Good morning, good sir! I too have developed an interest in classical music relatively recently. My interest was sparked when I started listening to the local WETA Classical Music station. You may or may not have a classical music radio station provider, but you can listen to Classical WETA live if you want on their website; http://www.weta.org/fm/listenlive
The website provide information on what has, is, and will be playing at any time. It really made me expand my knowledge in classical, and I've purchased some CDs and out-of-print pieces as well, thanks to them. I highly suggest this if you'd like to expand your variety. Good luck, my friend!
Reguards, Jacob


----------



## TxllxT (Mar 2, 2011)

Underdog said:


> Could you recommend some movements ?


3rd Symphony - Langsam-Ruhevoll-Empfunden (Slowly, tranquil, deeply felt): 




5th Symphony - Adagietto:


----------



## PetrB (Feb 28, 2012)

If you have the time and inclination to acquire 
_The Penguin History of Western Music_, I heartily recommend it. It comes in tow relatively paperback editions which I think would not be very expensive.

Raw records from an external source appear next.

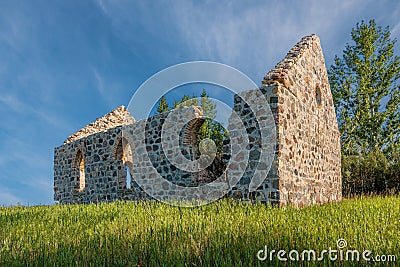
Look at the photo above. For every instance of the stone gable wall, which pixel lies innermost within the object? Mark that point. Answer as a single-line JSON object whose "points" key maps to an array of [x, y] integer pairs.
{"points": [[305, 166]]}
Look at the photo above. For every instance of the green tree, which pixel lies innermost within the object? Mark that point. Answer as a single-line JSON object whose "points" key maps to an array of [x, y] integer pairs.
{"points": [[163, 105], [209, 129], [365, 88]]}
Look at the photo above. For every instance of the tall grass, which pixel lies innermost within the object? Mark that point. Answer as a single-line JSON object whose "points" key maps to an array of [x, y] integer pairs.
{"points": [[225, 233]]}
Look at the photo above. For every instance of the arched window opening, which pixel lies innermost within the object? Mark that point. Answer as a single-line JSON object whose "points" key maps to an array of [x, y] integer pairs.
{"points": [[80, 165], [318, 96], [128, 178], [123, 156]]}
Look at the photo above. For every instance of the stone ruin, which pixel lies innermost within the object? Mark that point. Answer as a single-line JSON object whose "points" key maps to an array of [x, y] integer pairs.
{"points": [[95, 163]]}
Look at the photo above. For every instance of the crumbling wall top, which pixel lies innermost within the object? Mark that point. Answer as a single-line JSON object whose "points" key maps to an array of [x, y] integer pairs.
{"points": [[281, 74], [117, 117]]}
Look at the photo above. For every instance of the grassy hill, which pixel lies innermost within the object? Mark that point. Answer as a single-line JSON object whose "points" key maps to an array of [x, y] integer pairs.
{"points": [[219, 234]]}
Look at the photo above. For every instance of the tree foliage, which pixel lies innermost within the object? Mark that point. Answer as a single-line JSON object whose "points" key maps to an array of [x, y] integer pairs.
{"points": [[365, 88], [210, 129]]}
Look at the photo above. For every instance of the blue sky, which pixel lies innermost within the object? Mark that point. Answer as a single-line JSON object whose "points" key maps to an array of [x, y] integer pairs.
{"points": [[65, 63]]}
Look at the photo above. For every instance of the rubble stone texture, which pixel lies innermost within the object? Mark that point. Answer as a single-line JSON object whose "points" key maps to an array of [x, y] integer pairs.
{"points": [[305, 168]]}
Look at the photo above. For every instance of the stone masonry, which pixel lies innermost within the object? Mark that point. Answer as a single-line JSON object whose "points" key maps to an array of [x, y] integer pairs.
{"points": [[96, 163]]}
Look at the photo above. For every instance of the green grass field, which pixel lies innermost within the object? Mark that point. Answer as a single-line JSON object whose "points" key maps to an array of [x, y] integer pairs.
{"points": [[224, 233]]}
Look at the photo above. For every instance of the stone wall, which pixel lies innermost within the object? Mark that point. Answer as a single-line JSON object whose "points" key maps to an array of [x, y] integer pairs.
{"points": [[305, 166], [307, 130], [107, 155]]}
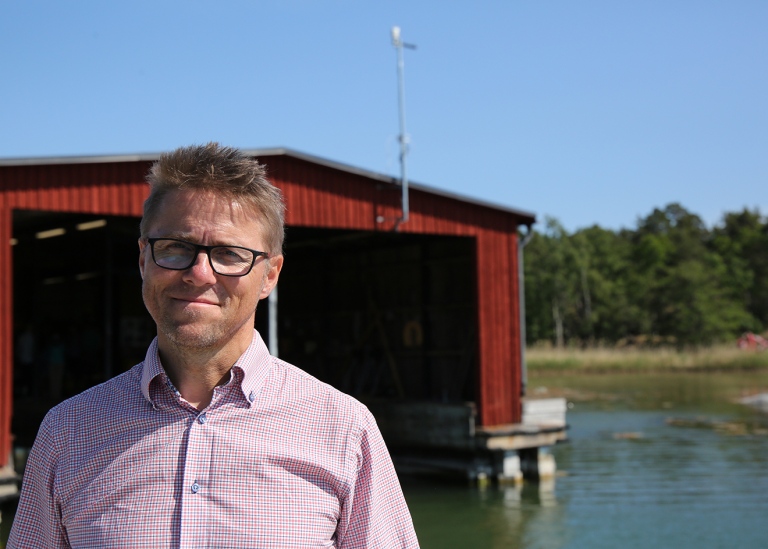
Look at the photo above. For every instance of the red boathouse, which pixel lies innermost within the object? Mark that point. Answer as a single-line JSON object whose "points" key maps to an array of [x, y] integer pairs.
{"points": [[427, 314]]}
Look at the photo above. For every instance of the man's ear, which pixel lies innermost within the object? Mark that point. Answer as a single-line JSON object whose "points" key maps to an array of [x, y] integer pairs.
{"points": [[271, 276], [142, 256]]}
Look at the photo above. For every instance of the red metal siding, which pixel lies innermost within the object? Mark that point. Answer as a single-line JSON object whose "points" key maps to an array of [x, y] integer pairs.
{"points": [[316, 196], [6, 332]]}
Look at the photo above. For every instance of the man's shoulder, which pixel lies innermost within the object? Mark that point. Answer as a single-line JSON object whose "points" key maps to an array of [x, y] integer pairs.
{"points": [[105, 396], [290, 384]]}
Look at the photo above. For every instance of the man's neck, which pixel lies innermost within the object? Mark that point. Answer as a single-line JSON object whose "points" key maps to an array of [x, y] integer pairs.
{"points": [[197, 372]]}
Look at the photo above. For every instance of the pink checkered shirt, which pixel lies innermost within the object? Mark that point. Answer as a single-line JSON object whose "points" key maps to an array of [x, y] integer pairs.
{"points": [[278, 460]]}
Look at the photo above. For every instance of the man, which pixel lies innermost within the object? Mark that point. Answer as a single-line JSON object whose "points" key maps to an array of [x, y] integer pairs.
{"points": [[210, 442]]}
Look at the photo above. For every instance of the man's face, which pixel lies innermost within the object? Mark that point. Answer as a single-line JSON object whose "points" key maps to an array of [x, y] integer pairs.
{"points": [[197, 308]]}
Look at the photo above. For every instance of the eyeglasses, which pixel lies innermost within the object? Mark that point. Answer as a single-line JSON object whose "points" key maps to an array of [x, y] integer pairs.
{"points": [[180, 255]]}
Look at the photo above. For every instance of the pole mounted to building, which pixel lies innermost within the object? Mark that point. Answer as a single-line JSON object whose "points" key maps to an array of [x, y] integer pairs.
{"points": [[399, 45]]}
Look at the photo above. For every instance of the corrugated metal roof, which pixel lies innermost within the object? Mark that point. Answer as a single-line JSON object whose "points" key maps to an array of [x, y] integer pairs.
{"points": [[528, 218]]}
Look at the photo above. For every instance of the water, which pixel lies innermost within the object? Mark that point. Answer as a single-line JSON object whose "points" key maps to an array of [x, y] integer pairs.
{"points": [[628, 479]]}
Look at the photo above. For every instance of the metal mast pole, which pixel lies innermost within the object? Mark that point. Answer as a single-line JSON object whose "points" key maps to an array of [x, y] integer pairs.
{"points": [[399, 45]]}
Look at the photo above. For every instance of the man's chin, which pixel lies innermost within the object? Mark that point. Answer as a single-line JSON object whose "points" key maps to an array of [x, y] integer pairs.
{"points": [[192, 337]]}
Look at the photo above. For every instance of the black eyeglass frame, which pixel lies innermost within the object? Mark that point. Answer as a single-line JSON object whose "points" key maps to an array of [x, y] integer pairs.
{"points": [[207, 250]]}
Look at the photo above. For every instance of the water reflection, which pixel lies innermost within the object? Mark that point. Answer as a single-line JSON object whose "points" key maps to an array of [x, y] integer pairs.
{"points": [[630, 478], [449, 514]]}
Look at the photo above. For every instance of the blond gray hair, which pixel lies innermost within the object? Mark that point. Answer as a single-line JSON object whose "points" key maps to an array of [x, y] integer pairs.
{"points": [[223, 170]]}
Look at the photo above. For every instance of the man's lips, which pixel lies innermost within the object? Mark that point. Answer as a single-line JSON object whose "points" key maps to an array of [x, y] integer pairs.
{"points": [[195, 300]]}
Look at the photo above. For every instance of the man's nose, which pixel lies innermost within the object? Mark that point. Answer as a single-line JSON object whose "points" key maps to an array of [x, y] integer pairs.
{"points": [[200, 271]]}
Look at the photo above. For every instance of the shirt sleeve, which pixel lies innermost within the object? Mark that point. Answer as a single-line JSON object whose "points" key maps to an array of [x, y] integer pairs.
{"points": [[375, 514], [37, 524]]}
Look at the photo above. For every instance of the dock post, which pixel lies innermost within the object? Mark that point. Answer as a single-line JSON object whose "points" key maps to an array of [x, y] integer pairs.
{"points": [[536, 465]]}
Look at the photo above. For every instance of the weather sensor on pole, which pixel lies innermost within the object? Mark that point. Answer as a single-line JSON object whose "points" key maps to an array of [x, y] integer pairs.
{"points": [[399, 45]]}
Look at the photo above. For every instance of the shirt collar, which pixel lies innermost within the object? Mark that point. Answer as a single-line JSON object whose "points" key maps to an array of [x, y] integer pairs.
{"points": [[252, 367]]}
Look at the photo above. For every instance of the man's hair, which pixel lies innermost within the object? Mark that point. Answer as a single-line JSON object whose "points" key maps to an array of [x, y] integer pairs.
{"points": [[222, 170]]}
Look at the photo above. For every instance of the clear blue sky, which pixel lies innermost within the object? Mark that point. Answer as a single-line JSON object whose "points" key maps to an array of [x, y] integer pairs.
{"points": [[590, 111]]}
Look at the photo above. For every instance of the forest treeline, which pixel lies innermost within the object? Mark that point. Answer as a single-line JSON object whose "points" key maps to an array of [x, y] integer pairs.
{"points": [[671, 280]]}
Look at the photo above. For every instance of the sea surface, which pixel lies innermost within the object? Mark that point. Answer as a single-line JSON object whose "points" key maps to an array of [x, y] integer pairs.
{"points": [[654, 461]]}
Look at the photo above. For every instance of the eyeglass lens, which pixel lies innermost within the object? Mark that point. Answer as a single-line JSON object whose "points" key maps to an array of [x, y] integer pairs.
{"points": [[179, 255]]}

Volume I starts, with what can only be supposition, far back in time, It then succinctly and quickly moves through folk, some ethnic music (from other lands). By the end of book one -- if memory serves -- you are up to and through the middle ages, ready for Book II and the early renaissance to present. Both volumes are of moderate length.

Those Penguin books are aimed exactly at readers with no real background in music studies at all, so to read them does not need prerequisites before you can readily understand them. I think I remember they are far less dense "information per paragraph" than more pedantic books, textbook, encyclopediae, etc. so they were nearly as readable as 'a story.' The fact they 'put it all' in a timeline perspective, and not as "brutally" than a typical textbook, makes them a very pleasurable read.

Later, if you are reading an article in the Groves or the Larousse tome on music and musicians, you will have a sense of perspective and some bit of familiarity with the different eras.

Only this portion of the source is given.